This post reminds me that I started the series of Unemployment Sucks as a way to discuss my struggles with unemployment, hoping to release the negative toxins from my body mind and spirit, and possibly inspire others in similar situations. It's also allowed me to post more on this blog, which I hadn't been doing in a while. Writing empowers me, and often gives me a sense of completion and satisfaction. Why not put that focus to good use and share something more profound and ultimately larger than myself? This post reminds me to not give up in the face of harsh adversities.
There are many unemployed people who don't have any outlet or feel the need for hope, optimism, and/or love. In this economy with a lot of bad things happening all the time, the future feels very, very uncertain, and the love for the world withers and dies on the vine. It's incredibly difficult to not let the negative toxins of unemployment affect your outlook on life, creativity, well-being, and good will. I can tell you holding on by a thread of hope is rough as all get out. Being made to feel at your former place of employment you're a terrible person does hit you in the psyche and the gut.
I made the choice to persevere, because it's rough, but the alternative didn't suit the man that I am. When I came to Savannah, I had plenty of goals in mind, and one was to complete my education. For the moment that door's closed to me, but I know another will open soon. Why? Perseverance demands that I not give up. I can tell you for sure I'm frustrated a lot because a lot of things simply won't work out in spite of being proactive about seeing reemployment. A lot of things aren't pretty. I suppose this is a test in life. I never know what God has in store for me. I do know he gave me this gift to write, and I feel a positive need to make sure to share my experiences.

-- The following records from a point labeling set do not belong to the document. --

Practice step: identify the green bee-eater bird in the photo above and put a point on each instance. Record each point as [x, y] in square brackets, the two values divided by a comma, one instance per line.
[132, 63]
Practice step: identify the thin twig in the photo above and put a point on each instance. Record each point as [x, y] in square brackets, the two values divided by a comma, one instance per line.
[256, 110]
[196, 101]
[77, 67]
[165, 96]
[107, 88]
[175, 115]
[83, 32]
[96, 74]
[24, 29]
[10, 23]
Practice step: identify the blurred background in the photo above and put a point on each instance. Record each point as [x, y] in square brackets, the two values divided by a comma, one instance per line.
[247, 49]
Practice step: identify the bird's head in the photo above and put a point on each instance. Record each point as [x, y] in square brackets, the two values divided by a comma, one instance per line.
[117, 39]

Thanks and blessings to my family and friends who constantly encourage me to write, stay positive, and strong. Kudos to all in this situation, and don't know where your next meal or paycheck is coming from. I say some prayers for you. It truly is a disheartening experience to not be able to support yourself, yet I am richer for being able to express my woes. Through God, a path to prosperity shall come our way. I'm feeling empowered by not holding onto the toxins. I love myself enough to keep trying day after day when it feels like there's not real change. I keep writing in hopes one day i will not need to write about unemployment anymore.